Easy win for Big Buck’s at Newbury
Saturday 1 December 2012
2.00pm Newbury replay & full result:
1 Big Buck's (R Walsh) 1-12 Fav
2 Reve De Sivola (D Jacob) 33-1
3 Fox Appeal (D Costello) 12-1
By Geoffrey Riddle
Big Buck’s is no stranger to the record books and the four-time World Hurdle winner set another at the Racecourse Newbury by winning a fourth Long Distance Hurdle on Saturday.
The nine-year-old, one of four 2012 Cheltenham Festival winners in action across the country, had drawn level with Inglis Drever last year with his third successive victory and he had too much for Reve De Sivola in the Grade 2 event, sponsored by Sportingbet.
It was Big Buck’s 18th consecutive success and having picked up the £19,932 for finishing ahead of his three rivals he remains on course for a momentous fifth World Hurdle procession back at Prestbury Park in four months.
Before the race both trainer Paul Nicholls and jockey Ruby Walsh were eager to underline that the Stewart family’s prized asset was in the bosom of health, and so it proved with a resounding nine-length win.
“My wife has just told me that she has changed my flight to the 23rd to get back to Barbados, so it is the Long Walk Hurdle at Ascot in three weeks and I shall be there,” owner Andy Stewart confirmed the intended target for the winner.
(Click here to listen to Rupert Bell's interview with Paul Nicholls)
Ladbrokes cut Big Buck's to 4-5 for an unprecedented fifth World Hurdle, although William Hill dangled the carrot to punters by continuing to offer 6-5. The firm did change their quote of 2-1 to remain unbeaten throughout the season to 7-4, however, after Nicholls assured the Newbury crowd that a well-trodden path would be followed.
“Five Dream helped him out early on and that’s because there was nothing in the race. The better the race the better he is,” the Ditcheat trainer said.
“Probably everyone will keep away from him only to have a go at him at Cheltenham but we can keep ticking away.
“Everything slots in to his own place and he is doing what he is best at. People say he should have other challenges but he can’t do much more than what Frankel did on the Flat and run in the right races.
“One day he will get beat, but at the moment he is in really good shape and it will take something special to beat him. I used to say he would get himself beat but he is more reliable now.
“There is a Grade 1 at Aintree that he is good at, too. If there is a race for him why change anything? Like Kauto, after he had won a Gold Cup and a King George you wouldn’t just switch him back in trip, you stick to the programme.

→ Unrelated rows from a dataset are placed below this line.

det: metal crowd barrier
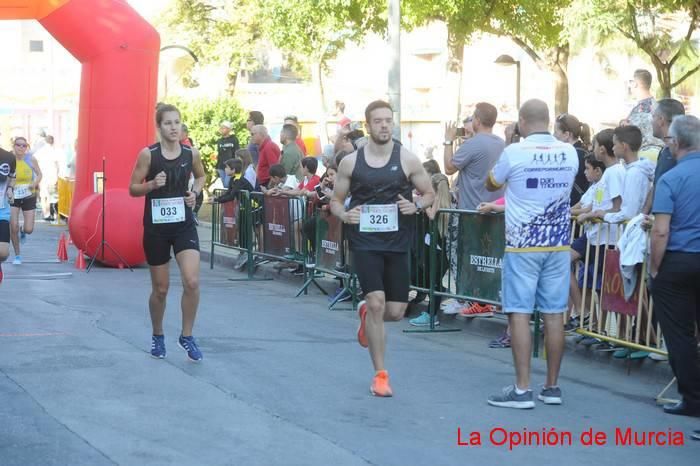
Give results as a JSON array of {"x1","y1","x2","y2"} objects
[
  {"x1": 297, "y1": 206, "x2": 358, "y2": 310},
  {"x1": 58, "y1": 178, "x2": 75, "y2": 218},
  {"x1": 575, "y1": 222, "x2": 667, "y2": 355}
]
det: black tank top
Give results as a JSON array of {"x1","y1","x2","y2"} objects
[
  {"x1": 346, "y1": 143, "x2": 415, "y2": 252},
  {"x1": 143, "y1": 143, "x2": 194, "y2": 236}
]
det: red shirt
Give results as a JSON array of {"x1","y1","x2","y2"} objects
[
  {"x1": 257, "y1": 136, "x2": 280, "y2": 185},
  {"x1": 294, "y1": 138, "x2": 307, "y2": 157},
  {"x1": 297, "y1": 175, "x2": 321, "y2": 191}
]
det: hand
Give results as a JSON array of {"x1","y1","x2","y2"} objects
[
  {"x1": 396, "y1": 194, "x2": 418, "y2": 215},
  {"x1": 476, "y1": 202, "x2": 491, "y2": 214},
  {"x1": 153, "y1": 172, "x2": 168, "y2": 189},
  {"x1": 185, "y1": 191, "x2": 197, "y2": 209},
  {"x1": 445, "y1": 121, "x2": 457, "y2": 141},
  {"x1": 343, "y1": 206, "x2": 361, "y2": 225}
]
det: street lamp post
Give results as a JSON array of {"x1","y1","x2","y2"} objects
[{"x1": 494, "y1": 55, "x2": 520, "y2": 110}]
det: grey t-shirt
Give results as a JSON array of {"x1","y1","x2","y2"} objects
[{"x1": 452, "y1": 133, "x2": 505, "y2": 210}]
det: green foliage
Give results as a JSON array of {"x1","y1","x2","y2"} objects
[
  {"x1": 167, "y1": 97, "x2": 249, "y2": 184},
  {"x1": 159, "y1": 0, "x2": 262, "y2": 94},
  {"x1": 567, "y1": 0, "x2": 700, "y2": 96},
  {"x1": 260, "y1": 0, "x2": 386, "y2": 62}
]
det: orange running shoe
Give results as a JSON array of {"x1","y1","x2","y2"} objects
[
  {"x1": 458, "y1": 302, "x2": 493, "y2": 318},
  {"x1": 357, "y1": 301, "x2": 369, "y2": 348},
  {"x1": 369, "y1": 371, "x2": 393, "y2": 396}
]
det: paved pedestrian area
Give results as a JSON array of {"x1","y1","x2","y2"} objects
[{"x1": 0, "y1": 224, "x2": 700, "y2": 466}]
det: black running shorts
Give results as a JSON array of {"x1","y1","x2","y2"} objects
[
  {"x1": 352, "y1": 251, "x2": 410, "y2": 303},
  {"x1": 12, "y1": 196, "x2": 36, "y2": 212},
  {"x1": 0, "y1": 220, "x2": 10, "y2": 243},
  {"x1": 143, "y1": 226, "x2": 199, "y2": 266}
]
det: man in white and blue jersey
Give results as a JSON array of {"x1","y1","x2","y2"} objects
[{"x1": 486, "y1": 99, "x2": 579, "y2": 409}]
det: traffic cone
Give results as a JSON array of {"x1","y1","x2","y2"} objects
[
  {"x1": 56, "y1": 233, "x2": 68, "y2": 262},
  {"x1": 75, "y1": 249, "x2": 87, "y2": 270}
]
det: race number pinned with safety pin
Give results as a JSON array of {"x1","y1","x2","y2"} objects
[
  {"x1": 14, "y1": 184, "x2": 32, "y2": 199},
  {"x1": 151, "y1": 197, "x2": 185, "y2": 225},
  {"x1": 360, "y1": 204, "x2": 399, "y2": 233}
]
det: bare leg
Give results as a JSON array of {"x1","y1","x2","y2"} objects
[
  {"x1": 10, "y1": 207, "x2": 20, "y2": 256},
  {"x1": 22, "y1": 210, "x2": 36, "y2": 235},
  {"x1": 148, "y1": 264, "x2": 170, "y2": 335},
  {"x1": 542, "y1": 314, "x2": 564, "y2": 387},
  {"x1": 508, "y1": 313, "x2": 532, "y2": 390},
  {"x1": 365, "y1": 291, "x2": 386, "y2": 371},
  {"x1": 175, "y1": 249, "x2": 200, "y2": 337}
]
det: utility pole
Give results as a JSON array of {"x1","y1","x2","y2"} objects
[{"x1": 388, "y1": 0, "x2": 401, "y2": 140}]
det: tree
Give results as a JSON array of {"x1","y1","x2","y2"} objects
[
  {"x1": 159, "y1": 0, "x2": 262, "y2": 95},
  {"x1": 577, "y1": 0, "x2": 700, "y2": 97},
  {"x1": 260, "y1": 0, "x2": 386, "y2": 137},
  {"x1": 403, "y1": 0, "x2": 571, "y2": 114}
]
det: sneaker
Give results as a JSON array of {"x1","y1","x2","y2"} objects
[
  {"x1": 369, "y1": 371, "x2": 394, "y2": 397},
  {"x1": 458, "y1": 302, "x2": 493, "y2": 318},
  {"x1": 357, "y1": 301, "x2": 369, "y2": 348},
  {"x1": 408, "y1": 311, "x2": 440, "y2": 327},
  {"x1": 488, "y1": 385, "x2": 535, "y2": 409},
  {"x1": 537, "y1": 387, "x2": 561, "y2": 405},
  {"x1": 177, "y1": 335, "x2": 203, "y2": 362},
  {"x1": 648, "y1": 352, "x2": 668, "y2": 361},
  {"x1": 151, "y1": 335, "x2": 165, "y2": 359},
  {"x1": 489, "y1": 332, "x2": 510, "y2": 348}
]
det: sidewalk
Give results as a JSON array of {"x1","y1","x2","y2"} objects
[{"x1": 0, "y1": 224, "x2": 700, "y2": 466}]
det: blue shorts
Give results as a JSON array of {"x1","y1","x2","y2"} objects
[{"x1": 502, "y1": 251, "x2": 571, "y2": 314}]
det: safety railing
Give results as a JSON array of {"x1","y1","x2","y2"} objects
[{"x1": 572, "y1": 218, "x2": 667, "y2": 355}]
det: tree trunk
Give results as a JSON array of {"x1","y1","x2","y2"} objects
[
  {"x1": 552, "y1": 43, "x2": 569, "y2": 115},
  {"x1": 311, "y1": 60, "x2": 328, "y2": 148}
]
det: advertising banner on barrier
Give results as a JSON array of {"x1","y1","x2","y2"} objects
[
  {"x1": 316, "y1": 212, "x2": 343, "y2": 270},
  {"x1": 601, "y1": 249, "x2": 640, "y2": 316},
  {"x1": 221, "y1": 199, "x2": 241, "y2": 246},
  {"x1": 263, "y1": 196, "x2": 291, "y2": 256},
  {"x1": 457, "y1": 213, "x2": 505, "y2": 302}
]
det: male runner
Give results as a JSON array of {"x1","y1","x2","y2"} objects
[
  {"x1": 331, "y1": 100, "x2": 435, "y2": 396},
  {"x1": 129, "y1": 105, "x2": 206, "y2": 362}
]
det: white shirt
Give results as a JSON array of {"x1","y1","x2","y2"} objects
[
  {"x1": 604, "y1": 159, "x2": 655, "y2": 223},
  {"x1": 489, "y1": 133, "x2": 578, "y2": 252}
]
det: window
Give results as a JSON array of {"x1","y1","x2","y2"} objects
[{"x1": 29, "y1": 40, "x2": 44, "y2": 52}]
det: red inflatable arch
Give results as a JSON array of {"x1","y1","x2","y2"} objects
[{"x1": 0, "y1": 0, "x2": 160, "y2": 266}]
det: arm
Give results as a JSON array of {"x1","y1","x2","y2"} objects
[
  {"x1": 443, "y1": 122, "x2": 459, "y2": 176},
  {"x1": 129, "y1": 147, "x2": 159, "y2": 197},
  {"x1": 185, "y1": 147, "x2": 207, "y2": 207},
  {"x1": 331, "y1": 152, "x2": 360, "y2": 224},
  {"x1": 649, "y1": 214, "x2": 671, "y2": 278}
]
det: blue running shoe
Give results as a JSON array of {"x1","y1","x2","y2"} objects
[
  {"x1": 151, "y1": 335, "x2": 165, "y2": 359},
  {"x1": 177, "y1": 335, "x2": 203, "y2": 362}
]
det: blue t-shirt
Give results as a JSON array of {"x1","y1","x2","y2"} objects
[{"x1": 652, "y1": 152, "x2": 700, "y2": 252}]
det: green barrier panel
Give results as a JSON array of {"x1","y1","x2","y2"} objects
[{"x1": 457, "y1": 214, "x2": 505, "y2": 303}]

“He has a great following, he is good for racing and people like to see him."
This time four years ago Big Buck’s was sent off the 5-1 favourite for the Hennessy Gold Cup, but unseated Sam Thomas in a landmark moment. It heralded the decision to revert back to the smaller obstacles over which Big Buck’s has now extended his record beyond Sir Ken’s 16 wins that had stood for 59 years.
It was Big Buck’s first race since his fluid seven-length cakewalk in the Liverpool Hurdle at Aintree in April and after a racecourse gallop at Exeter he was sent off at 1-12.
It was the shortest price in his 37-race career, having traded at 1-8 in this race 12 months ago, having rewarded odds-on traders at 2-7 two seasons ago and 2-5 for his maiden victory in the race.
“There no such thing as a certainty, but that was incredible and compared to when he galloped at Exeter the other day and as soon as walked on to the track to line-up he came alive,” Walsh said. “He got a bit close to the first two but after that he was brilliant. From the time we quickened up from the cross fence he was just coasting.”
Big Buck’s faced just three rivals, the smallest field he had faced for five years and in the race itself since 1990. As Nicholls had stated before the race, Big Buck’s took control of proceedings from the off, with Walsh being kept company at the front by Ryan Mahon on Five Dream.
Just before the second last, Dougie Costello took Fox Appeal to the stands’ side in order to challenge, much as Voler La Vedette had done at Cheltenham in March, but by then Big Buck’s was gone and there was no catching him.